Naturally, absorbing the data from the proliferation of interconnected devices that all are generating and communicating continuous streams of data is the natural next area of focus for all the big data people, especially when it comes to going beyond the acquisition of these numerous continuous streams. The next step would be to not just collect that data, but be able to make sense of the information that can be inferred from the data.
Consider automobile manufacturers, who have implanted numerous sensors within the cars they create. It is one thing to have a tire pressure sensor continuously monitor the pressure in each tire and alert the driver when the pressure is low. But here are two contrived examples. The first would integrate the sensor readings from all the tires as well as monitor weather conditions and current traffic conditions where the car is being driven to apply an algorithm to determine whether changes in tire pressure are real problems or if they can be attributed to fluctuations in outside temperature coupled with the way the car is being driven. This example streams data from sensors and other sources of data within algorithmic models to inform the driver of potential issues.

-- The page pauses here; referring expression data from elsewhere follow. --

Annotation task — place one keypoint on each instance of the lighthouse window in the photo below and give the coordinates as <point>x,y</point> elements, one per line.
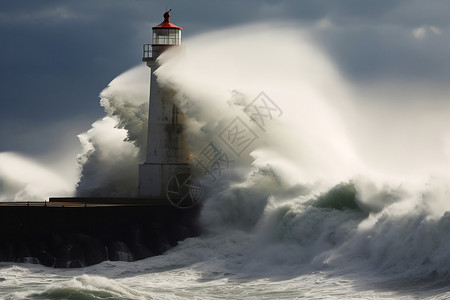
<point>166,36</point>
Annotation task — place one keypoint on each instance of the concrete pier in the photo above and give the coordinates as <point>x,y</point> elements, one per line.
<point>77,232</point>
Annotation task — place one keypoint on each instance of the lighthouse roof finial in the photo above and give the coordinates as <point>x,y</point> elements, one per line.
<point>167,15</point>
<point>166,23</point>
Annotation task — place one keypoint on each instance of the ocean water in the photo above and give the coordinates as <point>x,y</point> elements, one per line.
<point>320,188</point>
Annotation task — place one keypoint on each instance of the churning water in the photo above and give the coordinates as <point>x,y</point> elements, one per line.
<point>317,188</point>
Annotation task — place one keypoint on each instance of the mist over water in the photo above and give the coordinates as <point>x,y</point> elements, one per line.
<point>345,175</point>
<point>115,145</point>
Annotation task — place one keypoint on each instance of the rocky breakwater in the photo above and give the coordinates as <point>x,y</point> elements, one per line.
<point>74,234</point>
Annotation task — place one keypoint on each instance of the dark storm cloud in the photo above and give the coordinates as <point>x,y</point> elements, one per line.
<point>56,56</point>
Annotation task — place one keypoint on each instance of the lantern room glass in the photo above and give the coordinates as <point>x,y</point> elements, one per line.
<point>165,36</point>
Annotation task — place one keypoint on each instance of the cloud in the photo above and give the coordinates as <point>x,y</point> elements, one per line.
<point>421,32</point>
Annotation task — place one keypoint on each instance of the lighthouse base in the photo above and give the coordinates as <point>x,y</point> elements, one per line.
<point>154,178</point>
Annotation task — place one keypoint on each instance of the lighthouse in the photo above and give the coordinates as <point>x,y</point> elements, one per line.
<point>166,171</point>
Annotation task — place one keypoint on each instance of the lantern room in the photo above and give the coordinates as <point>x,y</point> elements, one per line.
<point>165,35</point>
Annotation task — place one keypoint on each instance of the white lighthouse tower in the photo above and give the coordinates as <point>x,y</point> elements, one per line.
<point>165,172</point>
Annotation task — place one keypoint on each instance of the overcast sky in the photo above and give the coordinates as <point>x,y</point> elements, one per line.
<point>56,56</point>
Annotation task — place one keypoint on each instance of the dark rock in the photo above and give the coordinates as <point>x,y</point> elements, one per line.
<point>119,251</point>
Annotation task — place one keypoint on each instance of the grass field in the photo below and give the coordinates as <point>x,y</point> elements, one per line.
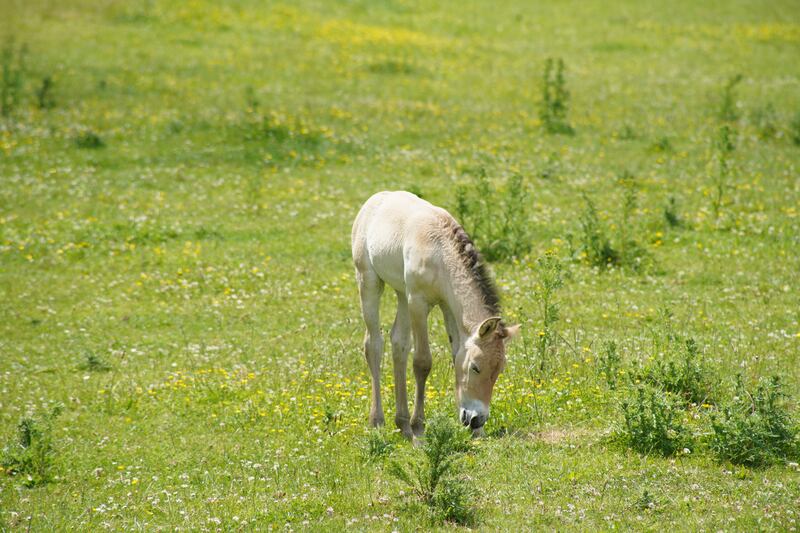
<point>175,272</point>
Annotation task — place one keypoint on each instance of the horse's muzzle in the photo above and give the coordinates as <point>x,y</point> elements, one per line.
<point>472,419</point>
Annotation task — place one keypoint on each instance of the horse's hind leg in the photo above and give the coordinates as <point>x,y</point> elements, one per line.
<point>418,312</point>
<point>401,344</point>
<point>370,288</point>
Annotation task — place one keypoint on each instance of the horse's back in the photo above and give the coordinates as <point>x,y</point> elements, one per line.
<point>392,228</point>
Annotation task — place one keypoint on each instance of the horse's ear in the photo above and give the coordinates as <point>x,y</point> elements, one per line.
<point>510,332</point>
<point>489,326</point>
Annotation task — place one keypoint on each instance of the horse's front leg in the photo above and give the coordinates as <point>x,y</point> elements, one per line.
<point>401,344</point>
<point>418,311</point>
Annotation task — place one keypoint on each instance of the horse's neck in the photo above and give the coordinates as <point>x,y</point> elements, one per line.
<point>465,303</point>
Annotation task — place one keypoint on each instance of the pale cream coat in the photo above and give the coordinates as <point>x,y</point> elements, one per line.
<point>421,252</point>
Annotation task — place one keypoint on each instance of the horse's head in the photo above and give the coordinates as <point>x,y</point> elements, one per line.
<point>478,364</point>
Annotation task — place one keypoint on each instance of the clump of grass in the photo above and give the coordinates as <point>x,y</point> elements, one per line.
<point>652,423</point>
<point>755,427</point>
<point>496,218</point>
<point>609,363</point>
<point>671,214</point>
<point>88,139</point>
<point>645,502</point>
<point>431,475</point>
<point>663,145</point>
<point>794,129</point>
<point>377,446</point>
<point>765,121</point>
<point>282,136</point>
<point>94,363</point>
<point>727,109</point>
<point>551,279</point>
<point>626,133</point>
<point>30,457</point>
<point>555,99</point>
<point>12,64</point>
<point>595,241</point>
<point>44,94</point>
<point>682,373</point>
<point>724,147</point>
<point>552,167</point>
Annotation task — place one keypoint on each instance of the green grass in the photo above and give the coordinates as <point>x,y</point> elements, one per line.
<point>199,252</point>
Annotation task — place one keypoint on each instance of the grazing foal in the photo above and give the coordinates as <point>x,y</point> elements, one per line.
<point>421,252</point>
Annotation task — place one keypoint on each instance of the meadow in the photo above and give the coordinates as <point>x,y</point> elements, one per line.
<point>180,337</point>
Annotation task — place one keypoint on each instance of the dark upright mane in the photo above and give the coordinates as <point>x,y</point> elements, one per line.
<point>477,268</point>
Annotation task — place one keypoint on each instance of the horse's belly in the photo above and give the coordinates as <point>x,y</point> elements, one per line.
<point>389,267</point>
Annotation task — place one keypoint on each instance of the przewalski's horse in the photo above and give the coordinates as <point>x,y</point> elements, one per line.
<point>421,252</point>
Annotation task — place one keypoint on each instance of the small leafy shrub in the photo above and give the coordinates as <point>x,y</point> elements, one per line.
<point>755,428</point>
<point>727,109</point>
<point>652,423</point>
<point>682,373</point>
<point>794,129</point>
<point>88,139</point>
<point>496,218</point>
<point>555,99</point>
<point>432,474</point>
<point>31,456</point>
<point>609,363</point>
<point>12,63</point>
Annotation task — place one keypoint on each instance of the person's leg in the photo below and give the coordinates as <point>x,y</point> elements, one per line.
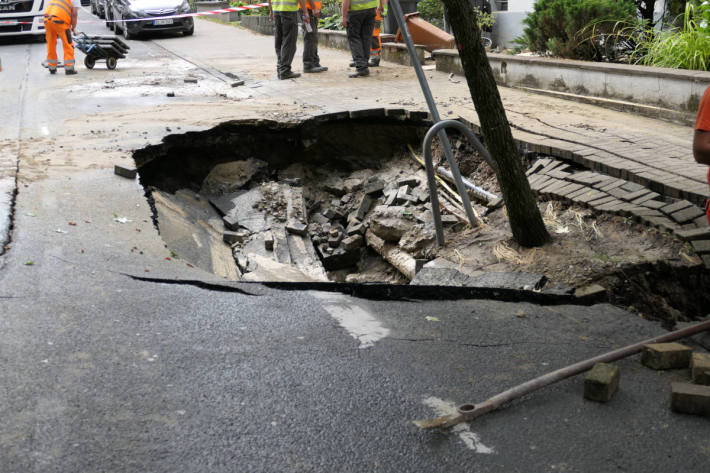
<point>50,34</point>
<point>278,39</point>
<point>310,43</point>
<point>376,46</point>
<point>368,25</point>
<point>68,48</point>
<point>289,23</point>
<point>355,40</point>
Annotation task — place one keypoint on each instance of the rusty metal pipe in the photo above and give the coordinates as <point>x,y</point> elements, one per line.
<point>467,412</point>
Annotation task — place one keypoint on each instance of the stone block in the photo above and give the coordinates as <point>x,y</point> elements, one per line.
<point>700,367</point>
<point>701,246</point>
<point>128,172</point>
<point>269,240</point>
<point>297,228</point>
<point>688,214</point>
<point>232,238</point>
<point>676,206</point>
<point>690,399</point>
<point>666,356</point>
<point>230,223</point>
<point>363,207</point>
<point>353,242</point>
<point>601,382</point>
<point>694,234</point>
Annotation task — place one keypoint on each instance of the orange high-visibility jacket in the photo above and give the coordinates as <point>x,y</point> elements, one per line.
<point>59,10</point>
<point>318,5</point>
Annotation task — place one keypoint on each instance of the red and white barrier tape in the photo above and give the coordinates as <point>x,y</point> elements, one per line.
<point>152,18</point>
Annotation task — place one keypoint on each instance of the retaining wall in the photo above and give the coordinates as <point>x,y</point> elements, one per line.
<point>665,93</point>
<point>259,23</point>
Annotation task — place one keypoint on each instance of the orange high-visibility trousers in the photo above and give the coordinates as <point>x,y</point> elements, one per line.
<point>376,48</point>
<point>52,32</point>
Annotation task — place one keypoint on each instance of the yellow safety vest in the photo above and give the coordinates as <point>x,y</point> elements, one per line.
<point>284,5</point>
<point>363,4</point>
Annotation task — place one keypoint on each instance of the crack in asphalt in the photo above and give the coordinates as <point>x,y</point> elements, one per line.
<point>192,282</point>
<point>5,245</point>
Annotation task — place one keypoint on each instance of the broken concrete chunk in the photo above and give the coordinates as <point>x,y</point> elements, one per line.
<point>690,398</point>
<point>228,177</point>
<point>355,228</point>
<point>374,187</point>
<point>390,229</point>
<point>337,259</point>
<point>363,206</point>
<point>335,186</point>
<point>353,184</point>
<point>411,181</point>
<point>269,241</point>
<point>235,237</point>
<point>601,382</point>
<point>353,242</point>
<point>230,223</point>
<point>416,239</point>
<point>297,228</point>
<point>129,172</point>
<point>700,366</point>
<point>666,356</point>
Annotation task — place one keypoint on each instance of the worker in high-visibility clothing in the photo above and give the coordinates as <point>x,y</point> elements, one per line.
<point>311,60</point>
<point>376,43</point>
<point>358,18</point>
<point>284,13</point>
<point>60,22</point>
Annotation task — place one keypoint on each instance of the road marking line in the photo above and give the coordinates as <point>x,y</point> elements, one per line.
<point>358,322</point>
<point>468,437</point>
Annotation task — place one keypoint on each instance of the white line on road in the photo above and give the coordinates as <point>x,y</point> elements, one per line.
<point>469,438</point>
<point>359,323</point>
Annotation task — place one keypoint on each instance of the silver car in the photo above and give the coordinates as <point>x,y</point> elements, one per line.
<point>151,13</point>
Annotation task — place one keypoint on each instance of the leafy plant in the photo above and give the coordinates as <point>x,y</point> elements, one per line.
<point>685,47</point>
<point>331,22</point>
<point>556,26</point>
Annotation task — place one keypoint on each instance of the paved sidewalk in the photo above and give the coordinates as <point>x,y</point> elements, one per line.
<point>650,152</point>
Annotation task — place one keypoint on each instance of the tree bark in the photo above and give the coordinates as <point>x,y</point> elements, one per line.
<point>523,213</point>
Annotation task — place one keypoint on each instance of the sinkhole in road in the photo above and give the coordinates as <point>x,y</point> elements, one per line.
<point>343,198</point>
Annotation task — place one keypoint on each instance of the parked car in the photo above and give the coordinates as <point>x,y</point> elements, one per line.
<point>98,8</point>
<point>22,17</point>
<point>153,10</point>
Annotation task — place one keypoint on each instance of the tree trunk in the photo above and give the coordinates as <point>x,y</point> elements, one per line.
<point>523,212</point>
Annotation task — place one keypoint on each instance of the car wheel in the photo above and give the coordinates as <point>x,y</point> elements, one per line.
<point>127,34</point>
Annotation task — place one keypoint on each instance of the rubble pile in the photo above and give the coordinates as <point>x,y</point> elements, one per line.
<point>320,223</point>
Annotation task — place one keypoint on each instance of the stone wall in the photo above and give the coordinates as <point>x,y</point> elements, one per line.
<point>391,51</point>
<point>259,23</point>
<point>659,92</point>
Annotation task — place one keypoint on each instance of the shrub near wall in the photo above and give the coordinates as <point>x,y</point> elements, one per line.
<point>554,26</point>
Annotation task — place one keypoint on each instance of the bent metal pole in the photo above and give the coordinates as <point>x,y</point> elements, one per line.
<point>467,412</point>
<point>433,110</point>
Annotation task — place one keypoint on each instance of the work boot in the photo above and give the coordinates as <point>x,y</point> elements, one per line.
<point>359,73</point>
<point>309,70</point>
<point>289,75</point>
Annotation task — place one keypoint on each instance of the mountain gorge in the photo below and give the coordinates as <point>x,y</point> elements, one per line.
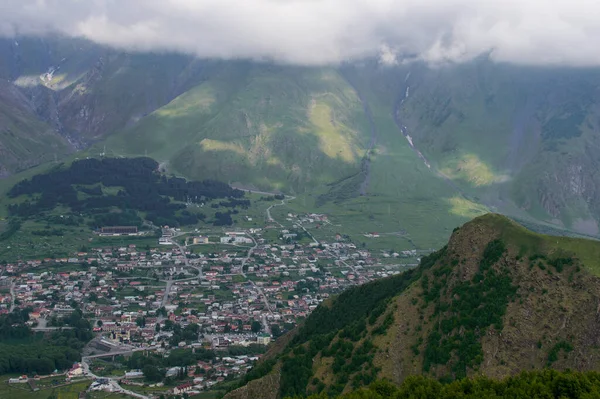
<point>388,145</point>
<point>498,299</point>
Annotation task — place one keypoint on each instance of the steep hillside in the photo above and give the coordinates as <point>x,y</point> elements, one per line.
<point>267,126</point>
<point>520,139</point>
<point>85,91</point>
<point>25,140</point>
<point>498,299</point>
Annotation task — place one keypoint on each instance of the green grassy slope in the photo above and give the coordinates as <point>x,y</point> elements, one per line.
<point>521,139</point>
<point>306,132</point>
<point>498,299</point>
<point>25,140</point>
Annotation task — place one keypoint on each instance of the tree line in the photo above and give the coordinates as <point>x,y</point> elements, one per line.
<point>541,384</point>
<point>141,188</point>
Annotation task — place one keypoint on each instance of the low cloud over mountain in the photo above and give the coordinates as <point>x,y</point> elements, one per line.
<point>560,32</point>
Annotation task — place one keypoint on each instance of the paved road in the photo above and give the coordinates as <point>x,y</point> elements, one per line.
<point>112,381</point>
<point>12,296</point>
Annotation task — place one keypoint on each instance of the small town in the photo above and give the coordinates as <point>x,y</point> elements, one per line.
<point>222,296</point>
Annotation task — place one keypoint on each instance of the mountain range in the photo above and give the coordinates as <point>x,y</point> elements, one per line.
<point>411,149</point>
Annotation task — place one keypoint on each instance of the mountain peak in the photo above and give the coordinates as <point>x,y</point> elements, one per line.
<point>498,299</point>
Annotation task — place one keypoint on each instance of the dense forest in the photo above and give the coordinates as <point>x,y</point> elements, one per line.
<point>356,315</point>
<point>546,384</point>
<point>23,351</point>
<point>135,186</point>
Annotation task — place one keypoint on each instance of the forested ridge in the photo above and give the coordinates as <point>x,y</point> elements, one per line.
<point>544,384</point>
<point>24,351</point>
<point>136,187</point>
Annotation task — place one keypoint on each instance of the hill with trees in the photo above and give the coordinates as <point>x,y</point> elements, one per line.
<point>117,192</point>
<point>498,299</point>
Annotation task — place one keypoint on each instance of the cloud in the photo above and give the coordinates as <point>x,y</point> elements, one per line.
<point>311,32</point>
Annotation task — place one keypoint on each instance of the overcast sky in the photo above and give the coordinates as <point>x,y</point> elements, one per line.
<point>325,31</point>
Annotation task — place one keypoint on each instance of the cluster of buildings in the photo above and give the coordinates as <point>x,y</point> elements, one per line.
<point>245,293</point>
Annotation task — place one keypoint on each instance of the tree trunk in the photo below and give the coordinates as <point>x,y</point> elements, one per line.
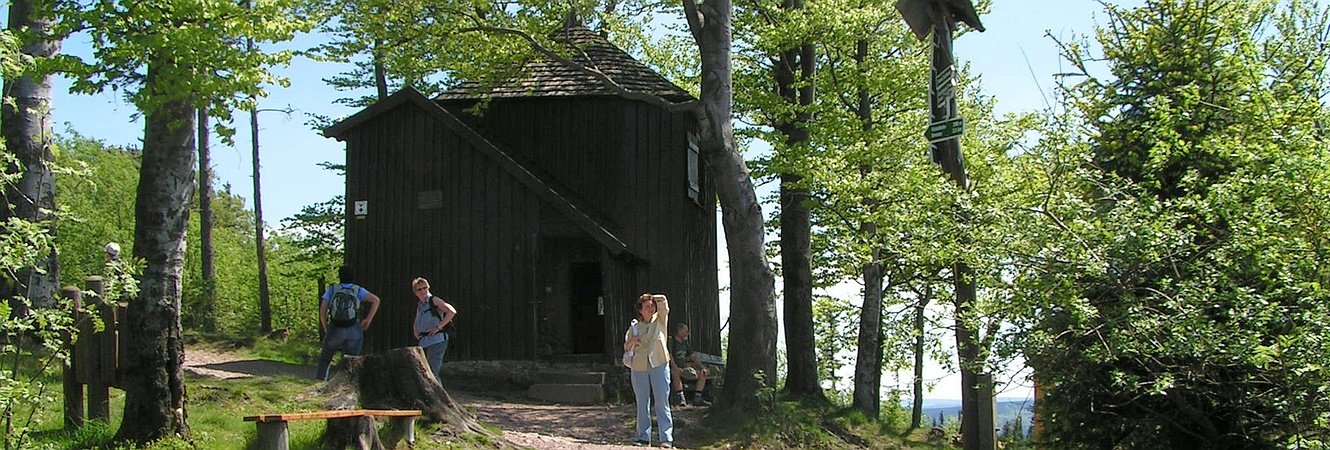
<point>205,224</point>
<point>400,380</point>
<point>917,404</point>
<point>796,219</point>
<point>867,362</point>
<point>753,329</point>
<point>265,306</point>
<point>152,370</point>
<point>381,73</point>
<point>27,132</point>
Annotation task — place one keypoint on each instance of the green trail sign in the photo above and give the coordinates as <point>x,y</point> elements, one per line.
<point>944,129</point>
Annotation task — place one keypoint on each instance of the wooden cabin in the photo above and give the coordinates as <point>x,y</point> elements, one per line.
<point>540,219</point>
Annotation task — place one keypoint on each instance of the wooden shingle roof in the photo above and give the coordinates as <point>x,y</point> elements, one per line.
<point>547,77</point>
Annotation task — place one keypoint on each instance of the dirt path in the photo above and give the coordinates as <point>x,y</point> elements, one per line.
<point>523,421</point>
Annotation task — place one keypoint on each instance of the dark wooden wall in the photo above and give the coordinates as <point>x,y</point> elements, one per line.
<point>628,160</point>
<point>482,248</point>
<point>476,249</point>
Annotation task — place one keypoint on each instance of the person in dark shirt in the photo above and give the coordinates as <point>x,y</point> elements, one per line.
<point>685,361</point>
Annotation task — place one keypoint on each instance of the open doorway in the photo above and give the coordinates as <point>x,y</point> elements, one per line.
<point>587,309</point>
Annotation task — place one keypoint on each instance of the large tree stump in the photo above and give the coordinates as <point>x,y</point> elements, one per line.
<point>400,380</point>
<point>358,433</point>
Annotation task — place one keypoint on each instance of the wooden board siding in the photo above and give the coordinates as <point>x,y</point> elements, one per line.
<point>468,248</point>
<point>628,161</point>
<point>491,245</point>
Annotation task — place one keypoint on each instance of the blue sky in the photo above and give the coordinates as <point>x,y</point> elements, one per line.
<point>1014,59</point>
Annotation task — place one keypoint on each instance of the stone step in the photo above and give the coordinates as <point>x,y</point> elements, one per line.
<point>568,393</point>
<point>572,378</point>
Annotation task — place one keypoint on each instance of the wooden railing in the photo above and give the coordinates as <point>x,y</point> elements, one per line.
<point>95,356</point>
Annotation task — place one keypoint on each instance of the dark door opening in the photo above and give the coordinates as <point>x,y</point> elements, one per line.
<point>587,312</point>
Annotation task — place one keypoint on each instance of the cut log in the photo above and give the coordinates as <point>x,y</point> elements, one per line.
<point>358,433</point>
<point>400,380</point>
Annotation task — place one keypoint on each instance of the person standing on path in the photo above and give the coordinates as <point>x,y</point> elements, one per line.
<point>341,320</point>
<point>432,325</point>
<point>651,358</point>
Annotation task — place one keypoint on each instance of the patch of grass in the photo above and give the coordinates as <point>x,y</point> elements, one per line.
<point>217,408</point>
<point>799,424</point>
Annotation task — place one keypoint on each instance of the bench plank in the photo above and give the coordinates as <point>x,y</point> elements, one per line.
<point>333,414</point>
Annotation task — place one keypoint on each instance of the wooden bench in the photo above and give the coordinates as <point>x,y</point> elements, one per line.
<point>273,436</point>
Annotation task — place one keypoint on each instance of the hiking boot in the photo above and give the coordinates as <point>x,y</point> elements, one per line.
<point>677,400</point>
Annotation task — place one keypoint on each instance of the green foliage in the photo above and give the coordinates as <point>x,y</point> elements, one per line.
<point>198,39</point>
<point>806,425</point>
<point>1176,298</point>
<point>96,211</point>
<point>33,342</point>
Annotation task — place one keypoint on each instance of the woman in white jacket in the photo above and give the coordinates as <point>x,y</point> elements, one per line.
<point>651,368</point>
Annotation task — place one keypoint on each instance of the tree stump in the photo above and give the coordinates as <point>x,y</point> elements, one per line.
<point>358,433</point>
<point>399,380</point>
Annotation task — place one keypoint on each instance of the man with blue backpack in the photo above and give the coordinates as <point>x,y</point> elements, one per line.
<point>339,316</point>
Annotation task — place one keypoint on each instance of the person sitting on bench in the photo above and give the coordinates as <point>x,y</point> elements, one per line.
<point>685,362</point>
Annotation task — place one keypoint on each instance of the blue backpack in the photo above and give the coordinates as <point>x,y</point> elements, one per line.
<point>343,308</point>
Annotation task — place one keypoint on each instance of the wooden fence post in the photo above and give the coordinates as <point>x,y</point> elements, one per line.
<point>72,388</point>
<point>319,296</point>
<point>99,392</point>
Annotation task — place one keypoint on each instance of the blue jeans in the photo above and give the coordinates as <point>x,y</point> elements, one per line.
<point>648,386</point>
<point>434,356</point>
<point>339,338</point>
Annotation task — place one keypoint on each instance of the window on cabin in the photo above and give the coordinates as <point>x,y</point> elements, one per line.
<point>430,200</point>
<point>694,183</point>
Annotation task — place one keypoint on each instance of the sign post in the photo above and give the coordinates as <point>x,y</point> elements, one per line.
<point>944,128</point>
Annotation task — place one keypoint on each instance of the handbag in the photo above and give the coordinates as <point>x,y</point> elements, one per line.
<point>628,356</point>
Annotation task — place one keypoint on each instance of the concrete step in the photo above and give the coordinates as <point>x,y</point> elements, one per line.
<point>568,393</point>
<point>572,378</point>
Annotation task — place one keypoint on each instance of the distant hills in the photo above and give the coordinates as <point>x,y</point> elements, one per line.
<point>1008,412</point>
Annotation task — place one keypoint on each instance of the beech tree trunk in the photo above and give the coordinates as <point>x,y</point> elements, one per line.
<point>917,404</point>
<point>797,88</point>
<point>205,224</point>
<point>753,326</point>
<point>152,373</point>
<point>400,380</point>
<point>867,364</point>
<point>27,132</point>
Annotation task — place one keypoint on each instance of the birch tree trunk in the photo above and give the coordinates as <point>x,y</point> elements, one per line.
<point>753,328</point>
<point>867,362</point>
<point>27,132</point>
<point>152,373</point>
<point>797,88</point>
<point>205,224</point>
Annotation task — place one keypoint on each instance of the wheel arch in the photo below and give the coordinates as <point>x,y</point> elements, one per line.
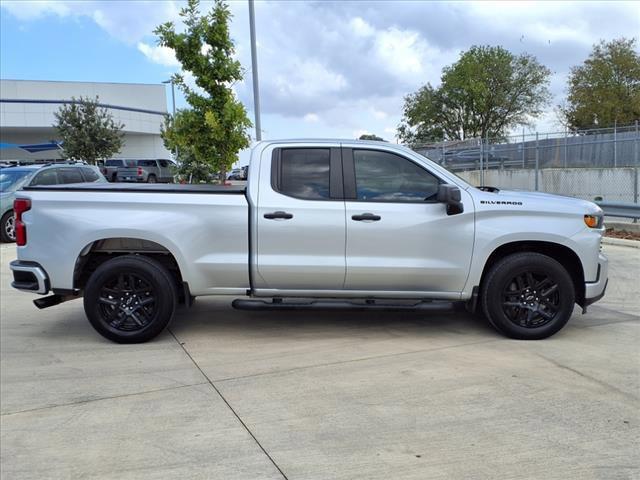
<point>97,252</point>
<point>564,255</point>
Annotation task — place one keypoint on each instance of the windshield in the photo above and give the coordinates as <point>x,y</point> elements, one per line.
<point>464,182</point>
<point>12,180</point>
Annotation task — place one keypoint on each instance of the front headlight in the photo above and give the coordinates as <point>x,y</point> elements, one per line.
<point>593,221</point>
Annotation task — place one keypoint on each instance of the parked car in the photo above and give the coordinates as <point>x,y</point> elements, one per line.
<point>147,171</point>
<point>110,167</point>
<point>237,174</point>
<point>14,178</point>
<point>371,223</point>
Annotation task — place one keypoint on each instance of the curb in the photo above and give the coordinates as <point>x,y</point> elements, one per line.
<point>621,242</point>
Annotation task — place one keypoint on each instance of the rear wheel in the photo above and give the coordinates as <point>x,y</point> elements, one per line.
<point>528,296</point>
<point>8,227</point>
<point>130,299</point>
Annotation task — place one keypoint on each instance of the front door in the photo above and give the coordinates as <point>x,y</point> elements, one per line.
<point>300,220</point>
<point>399,238</point>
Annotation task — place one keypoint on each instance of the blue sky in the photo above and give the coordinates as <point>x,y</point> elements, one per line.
<point>334,69</point>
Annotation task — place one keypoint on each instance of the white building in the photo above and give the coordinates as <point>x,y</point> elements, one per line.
<point>27,108</point>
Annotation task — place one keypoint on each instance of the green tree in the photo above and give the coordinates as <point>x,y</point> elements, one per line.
<point>87,130</point>
<point>371,136</point>
<point>214,129</point>
<point>488,91</point>
<point>605,89</point>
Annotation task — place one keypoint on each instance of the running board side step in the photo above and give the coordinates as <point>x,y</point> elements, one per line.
<point>280,304</point>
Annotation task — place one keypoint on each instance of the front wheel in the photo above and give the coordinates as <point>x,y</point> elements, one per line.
<point>130,299</point>
<point>528,296</point>
<point>8,227</point>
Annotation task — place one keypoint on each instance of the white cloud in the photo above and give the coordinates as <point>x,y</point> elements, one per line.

The second example goes a bit further – the manufacturer has the sensors in all of their cars that are on the road wirelessly report their readings back to the company on a regular basis. In turn, the company can monitor for issues, part failures, correlation between locations driven, external conditions, the owners’ maintenance behaviors, as well as other source of data to proactively identify potential issues and alert the owner (or maybe the car itself!) about how to mitigate any impending risks.
Both of these examples are indicative of the maturation of the big data thought process, suggesting new ideas of what to do with all of that big data you can collect. But in turn, recognize also that both of these examples (and others like them) are predicated on the ability to go beyond just collecting, storing, and processing that data. To achieve these benefits, you need to be able to align these variant (and sometimes less-than-reliable) data sets in ways so that they can be incorporated logically into the appropriate analytical models.
That requires data management and integration mechanisms that combine knowledge of structure with inferred knowledge about the actual content to drive harmonization. While we have tools that can contribute some of these capabilities, it appears that we are still close to the starting gate when it comes to universally being able to make sense of all this information.
That being said, some vendors seem to understand these challenges and have embarked on developing a roadmap that seeks to not only address the mechanical aspects of acquisition and composition, but also to fuse pattern analysis, machine learning, and predictive analytics techniques with the more mundane aspects of data profiling, scanning, parsing, cleansing, standardization, and harmonization, as well as governance aspects such as security and data protection.
An example is Informatica, whose user event I am currently attending. At this event, the management team has presented their vision for the next few years, and it speaks to a number of the concepts and challenges I have raised in this posting. Some specific aspects include evolving core capabilities for data quality and usability and ratcheting them up a notch to enable business users to make use of information without relying on the IT crutch. This vision includes data discovery and automated inventorying and classification that can adapt different methods for data preparation to encourage a greater level of business self-service, no matter where the data lives. At the same time, they are also attempting to address the issue of data protection, a challenge that only seems to be expanding. I am looking forward to monitor the actualization of this vision over the next 6-12 months.